Ter terechtzitting hebben de officieren van justitie de bewijsmiddelen opgesomd en toegelicht.
Ten aanzien van het levensgevaar voor personen hebben de officieren van justitie gesteld dat de ruimte tussen de verschillende chalets klein is, dat de brand zich had kunnen uitbreiden naar de belendende percelen en dat in ieder geval in de woning op [chalet 2] , gelegen tegenover de woning van verdachte, bewoners aanwezig waren waaronder de meldster die met haar kind de woning is ontvlucht.
Het standpunt van de verdediging
De raadsman heeft primair integrale vrijspraak voor de feiten 1 en 2 bepleit. Hij heeft daartoe betoogd dat sprake is van een alternatief scenario. Medeverdachte [medeverdachte 3] heeft aan verdachte gezegd dat er naar aanleiding van drugshandel ruzie in haar woning was geweest, dat er veel bloed was en dat dat bloed moest worden opgeruimd. Ze heeft hem gevraagd of ze zijn, verdachtes, auto daarbij mocht lenen. Verdachte heeft dit geweigerd en toen [medeverdachte 3] vroeg of ze de woning in de fik moest steken, heeft hij geantwoord dat hij er niets mee te maken wilde hebben. Toen verdachte te horen kreeg dat er brand in het huisje was geweest, bleek zijn auto weg te zijn en concludeerde hij dat [medeverdachte 3] dat moest hebben gedaan.

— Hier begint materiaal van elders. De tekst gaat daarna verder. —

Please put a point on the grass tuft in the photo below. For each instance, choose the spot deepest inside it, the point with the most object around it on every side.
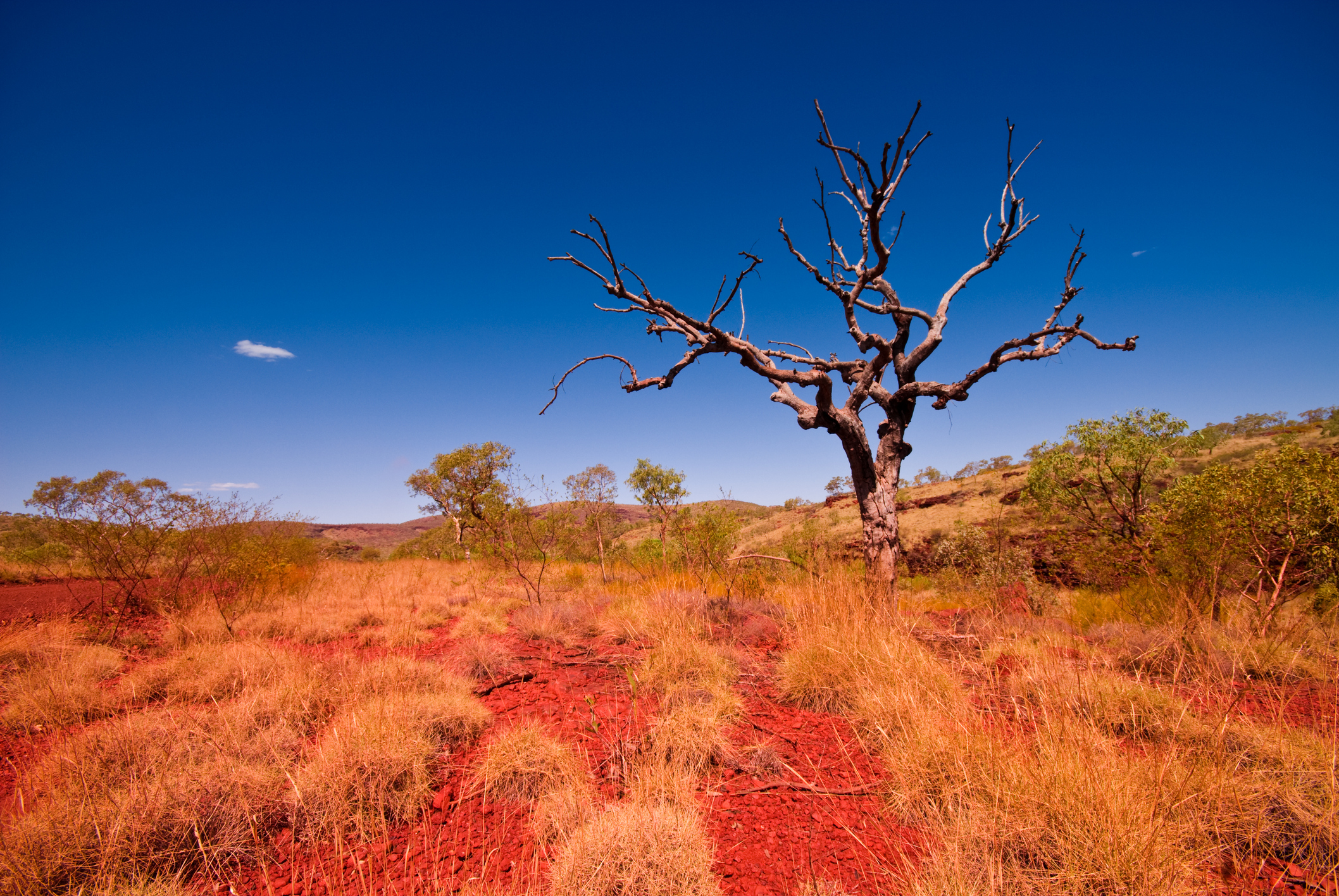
(649, 851)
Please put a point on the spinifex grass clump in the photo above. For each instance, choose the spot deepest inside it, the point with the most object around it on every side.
(643, 849)
(1065, 775)
(236, 740)
(377, 761)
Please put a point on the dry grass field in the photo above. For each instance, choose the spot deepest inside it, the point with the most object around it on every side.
(416, 728)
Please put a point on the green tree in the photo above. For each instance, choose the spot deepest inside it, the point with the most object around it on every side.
(465, 485)
(709, 537)
(526, 535)
(1106, 473)
(1270, 531)
(118, 526)
(928, 476)
(838, 485)
(592, 492)
(661, 490)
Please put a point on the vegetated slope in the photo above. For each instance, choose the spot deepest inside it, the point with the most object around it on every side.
(928, 511)
(373, 535)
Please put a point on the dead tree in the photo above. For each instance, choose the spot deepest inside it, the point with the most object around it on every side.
(857, 282)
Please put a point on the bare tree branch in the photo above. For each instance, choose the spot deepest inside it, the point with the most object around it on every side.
(869, 192)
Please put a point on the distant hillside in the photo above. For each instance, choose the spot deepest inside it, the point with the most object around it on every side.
(923, 511)
(374, 535)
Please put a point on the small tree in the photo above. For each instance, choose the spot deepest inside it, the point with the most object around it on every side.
(594, 492)
(1106, 473)
(526, 530)
(928, 476)
(837, 485)
(709, 537)
(1273, 528)
(885, 370)
(661, 492)
(118, 526)
(465, 485)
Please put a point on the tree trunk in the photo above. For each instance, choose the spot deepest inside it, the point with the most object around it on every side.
(599, 538)
(875, 480)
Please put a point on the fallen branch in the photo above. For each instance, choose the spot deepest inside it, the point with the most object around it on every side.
(926, 635)
(797, 785)
(794, 744)
(761, 556)
(509, 680)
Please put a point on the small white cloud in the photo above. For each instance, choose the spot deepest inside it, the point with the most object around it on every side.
(256, 350)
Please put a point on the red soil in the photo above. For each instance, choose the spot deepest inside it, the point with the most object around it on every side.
(768, 842)
(768, 839)
(46, 598)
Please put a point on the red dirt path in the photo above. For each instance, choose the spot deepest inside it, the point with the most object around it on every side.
(766, 843)
(46, 598)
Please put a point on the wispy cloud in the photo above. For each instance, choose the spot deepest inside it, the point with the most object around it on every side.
(258, 350)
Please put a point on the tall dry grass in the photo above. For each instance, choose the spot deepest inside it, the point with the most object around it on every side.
(51, 678)
(217, 744)
(1065, 775)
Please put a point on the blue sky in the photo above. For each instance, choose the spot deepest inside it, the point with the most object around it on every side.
(374, 189)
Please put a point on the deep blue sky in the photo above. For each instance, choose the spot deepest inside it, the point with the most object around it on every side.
(374, 188)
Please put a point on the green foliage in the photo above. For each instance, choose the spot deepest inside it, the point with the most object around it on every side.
(1106, 473)
(437, 543)
(1326, 599)
(465, 485)
(118, 526)
(928, 476)
(985, 556)
(812, 545)
(592, 493)
(152, 545)
(1321, 414)
(1268, 532)
(709, 536)
(658, 488)
(838, 485)
(661, 490)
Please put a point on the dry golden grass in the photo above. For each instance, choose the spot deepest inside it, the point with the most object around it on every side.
(59, 685)
(481, 659)
(637, 851)
(390, 603)
(375, 764)
(556, 622)
(1095, 783)
(524, 762)
(223, 756)
(149, 793)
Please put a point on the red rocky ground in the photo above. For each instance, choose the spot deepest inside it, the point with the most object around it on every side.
(771, 830)
(769, 835)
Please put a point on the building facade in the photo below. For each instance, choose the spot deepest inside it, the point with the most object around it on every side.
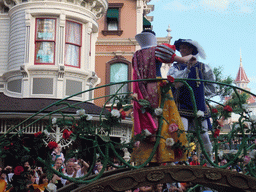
(48, 47)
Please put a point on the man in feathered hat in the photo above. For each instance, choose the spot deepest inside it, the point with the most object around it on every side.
(146, 65)
(193, 70)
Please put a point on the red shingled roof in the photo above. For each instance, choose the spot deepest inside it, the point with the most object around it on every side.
(241, 75)
(32, 105)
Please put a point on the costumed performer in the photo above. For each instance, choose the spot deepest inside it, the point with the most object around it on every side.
(193, 70)
(146, 65)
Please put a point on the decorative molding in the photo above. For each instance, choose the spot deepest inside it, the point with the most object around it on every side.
(114, 32)
(23, 71)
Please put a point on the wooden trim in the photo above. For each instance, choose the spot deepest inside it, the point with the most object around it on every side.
(118, 32)
(117, 59)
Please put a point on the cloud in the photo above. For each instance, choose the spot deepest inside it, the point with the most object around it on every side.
(246, 9)
(216, 4)
(229, 6)
(178, 6)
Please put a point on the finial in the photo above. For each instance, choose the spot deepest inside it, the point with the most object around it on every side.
(241, 58)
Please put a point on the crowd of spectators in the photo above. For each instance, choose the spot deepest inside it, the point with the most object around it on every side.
(42, 180)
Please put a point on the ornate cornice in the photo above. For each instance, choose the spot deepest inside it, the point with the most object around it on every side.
(96, 7)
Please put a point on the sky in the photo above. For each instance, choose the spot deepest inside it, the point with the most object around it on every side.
(224, 28)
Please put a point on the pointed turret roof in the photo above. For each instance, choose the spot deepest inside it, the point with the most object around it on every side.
(241, 75)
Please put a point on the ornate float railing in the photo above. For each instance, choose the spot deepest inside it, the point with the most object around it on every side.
(79, 128)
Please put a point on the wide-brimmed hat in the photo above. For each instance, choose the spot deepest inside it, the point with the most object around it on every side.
(197, 49)
(146, 39)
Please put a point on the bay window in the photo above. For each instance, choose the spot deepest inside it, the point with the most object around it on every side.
(73, 44)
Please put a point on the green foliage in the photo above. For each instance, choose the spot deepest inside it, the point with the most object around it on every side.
(222, 90)
(237, 100)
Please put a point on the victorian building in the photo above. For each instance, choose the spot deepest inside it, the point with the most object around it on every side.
(47, 53)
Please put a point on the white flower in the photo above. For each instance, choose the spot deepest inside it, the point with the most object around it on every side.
(253, 118)
(169, 142)
(158, 111)
(46, 132)
(253, 154)
(200, 113)
(233, 151)
(88, 118)
(80, 112)
(54, 121)
(245, 107)
(51, 187)
(147, 133)
(115, 113)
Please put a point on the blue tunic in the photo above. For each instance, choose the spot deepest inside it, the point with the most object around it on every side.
(182, 95)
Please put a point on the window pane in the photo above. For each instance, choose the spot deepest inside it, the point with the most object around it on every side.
(72, 55)
(73, 33)
(118, 73)
(112, 25)
(45, 29)
(44, 52)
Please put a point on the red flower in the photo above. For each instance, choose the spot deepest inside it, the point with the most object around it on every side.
(178, 153)
(123, 114)
(173, 127)
(214, 110)
(66, 134)
(216, 133)
(38, 134)
(163, 83)
(170, 79)
(18, 170)
(228, 108)
(52, 144)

De raadsman heeft verder betoogd dat de verklaringen van de medeverdachten [medeverdachte 2] en [medeverdachte 1] tegenstrijdigheden bevatten en niet overeenkomen met het scenario dat door hen en door het Openbaar Ministerie wordt geschetst.
De raadsman meent dat de verklaringen van [medeverdachte 2] gelet op hun inconsistentie op zichzelf en in samenhang met elkaar onvoldoende zijn om als wettig en overtuigend bewijs te kunnen gelden. De raadsman heeft in dit verband naar voren gebracht dat [medeverdachte 2] over de vraag of er iemand in het huis lag, tegenstrijdig heeft verklaard. Ook ten aanzien van de jerrycan heeft [medeverdachte 2] tegenstrijdige verklaringen afgelegd. De raadsman stelt op basis van de verklaringen van [medeverdachte 2] vast dat [medeverdachte 2] de volgorde van de gebeurtenissen niet meer helder voor ogen heeft. Hij doelt hierbij op haar verklaringen over het tijdstip dat ze bij verdachte thuis zijn geweest en het moment dat [medeverdachte 3] het idee van de brand naar voren heeft gebracht. Voor zover [medeverdachte 2] heeft verklaard dat [medeverdachte 3] met het idee van de brandstichting kwam nadat de politie had gebeld en dat ze daarna naar verdachte zouden zijn gegaan en het met hem zouden hebben besproken, kan dat feitelijk niet kloppen. Met name haar eerste verklaringen dat verdachte de auto, de autosleutel en de brandstof niet heeft gegeven en dat verdachte niet bij de brandstichting betrokken was, ondersteunen juist het door verdachte geschetste scenario.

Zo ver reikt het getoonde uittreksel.